Finalement, le parcours de Schäuble, qui a servi deux chanceliers, Helmut Kohl de 1982 à 1998 et Angela Merkel de 2005 à 2021, représente un rendez-vous manqué. Malgré sa présence influente dans la vie politique allemande pendant un demi-siècle, il n’a jamais accédé au poste de chancelier. Cette absence s’explique par l’héritage imposant du premier à qui il aspirait à succéder, et par la stratégie de la seconde qui a à jamais entravé son ambition.
Avant que le livre ne soit publié, le lundi 8 avril, un extrait révélé par le magazine Stern trois jours auparavant avait été largement commenté par plusieurs médias. C’était à l’automne 2015. Tandis que des centaines d’émigrés fuyant le Moyen-Orient en guerre se dirigeaient vers l’Europe, Angela Merkel pris la décision de les accueillir en Allemagne, ne bloquant pas les frontières du pays. Une telle résolution suscite alors une forte résistance, notamment au sein du groupe très conservateur, l’Union Chrétienne-Sociale (CSU) de Bavière. Schäuble raconte comment il a été sollicité par Edmund Stoiber, l’ancien président de la CSU, avec pour objectif précis de le convaincre de renverser Merkel pour qu’il devienne lui-même chancelier. Il dit avoir décliné l’offre sans hésitation.
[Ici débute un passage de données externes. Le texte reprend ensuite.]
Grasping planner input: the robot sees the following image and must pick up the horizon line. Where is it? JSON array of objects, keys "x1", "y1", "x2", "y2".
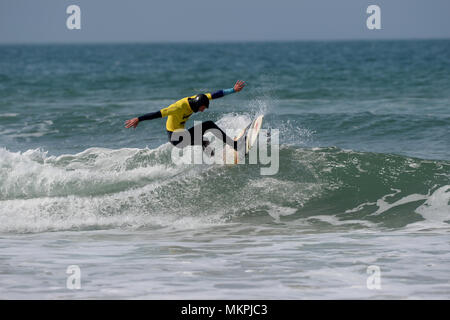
[{"x1": 0, "y1": 37, "x2": 450, "y2": 46}]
Dans une des ses dernières apparitions télévisées en 2022, Schäuble avoue que « quelques-uns voulaient voir Merkel partir » en 2015, mais il n’avait pas donné plus de détails à ce moment-là. La révélation du nom de Stoiber est très intrigante. En janvier 2002, Merkel, alors à la tête de l’Union Chrétienne-Démocrate (CDU) depuis moins de deux ans, avait discuté avec le Bavarois lors d’un petit déjeuner, lui disant qu’elle le soutiendrait pour être le candidat à la chancellerie pour leurs deux partis. Stoiber perd face au social-démocrate Gerhard Schröder sept mois plus tard, qui est réélu pour un second mandat. La défaite du leader influent de la CSU donne à Merkel l’opportunité de se présenter comme candidate la fois suivante. Elle réussit, en 2005, à obtenir le poste qu’elle avait décidé de ne pas convoiter trois ans plus tôt. Le fait que Stoiber, plus de dix ans après, essaye d’organiser un coup d’état pour renverser Merkel montre comment le ressentiment en politique peut persister.